Administrators at Bowie High School cited excessive tardiness in their efforts to remove the siblings. But now the brothers suspect they were targeted for an entirely different reason: The district was trying to push out hundreds of low-performing sophomores to prevent them from taking accountability tests. The scheme was designed to help El Paso schools raise academic standards, qualify for more federal money and ensure the superintendent got hefty bonuses.
"I thought I was going crazy. I even doubted my sons," said the boys' mother, Grisel Avalos. She said she tried several times to keep her sons in class, but district officials "were on the side of the teachers and the principal."
Three years after the youngest of the Avalos brothers dropped out, the former superintendent faces prison time, state officials are strictly monitoring the schools and the district is trying to contact ousted students to help them complete their education.
"A few people did a lot of damage," interim Superintendent Kenneth George said. "Now we want to make sure these things never happen again."
The idea to cast out the weakest sophomores originated with former Superintendent Lorenzo Garcia, who pleaded guilty to fraud in a case that could put him behind bars for up to 3½ years. He's scheduled to be sentenced Friday.
After being hired in 2006, Garcia soon began implementing a plan with several other administrators that included pre-testing 10th-graders to identify those who were likely to fail standardized tests. He even asked an employee to photograph students crossing the border so they could be forced out on the grounds that they were living in Mexico and not within the district.

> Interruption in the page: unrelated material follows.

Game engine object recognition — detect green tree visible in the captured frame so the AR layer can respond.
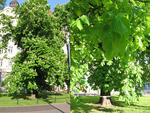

Garcia "was looking for 'bad kids,'" said Mark Mendoza, the district official who reluctantly photographed students crossing a border bridge during three days in 2008.
"I told him: 'Is this a residence check? Or are you asking me to get rid of kids that will not perform well?'" Mendoza recalled. "It was the most uncomfortable thing in the world for me. I threw the game. I tried to find all the reasons possible to kill this idea."
In the short term, the strategy worked. Test scores improved at eight of 11 high schools. The district's overall rating improved from "academically acceptable" in 2005 to "recognized" in 2010 — the second-highest rating possible.
But the achievements came amid startling enrollment declines for sophomores.
Austin High School, for instance, had 615 freshmen in 2005, but that number had dropped 40 percent by the time accountability tests were given the following school year. With the next batch of 571 freshmen, only about half were still enrolled by the time the tests were administered.
Students with bad grades, low attendance or limited English proficiency would be held in the ninth grade and then promoted to the 11th grade. Or if they were old enough, they might be told to seek other options such as attending a charter school or obtaining their GED elsewhere. Many of them had recently transferred from nearby Juarez, Mexico.
The whole idea, said former state Sen. Eliot Shapleigh, was to make those students "disappear" so they would not be counted among the students who were tested.
Other large districts have been ensnared in scandals to raise test scores, most recently in Atlanta, where educators gave answers to students or changed answers after tests were completed. But none has been so brazen as to cast off low-scoring students.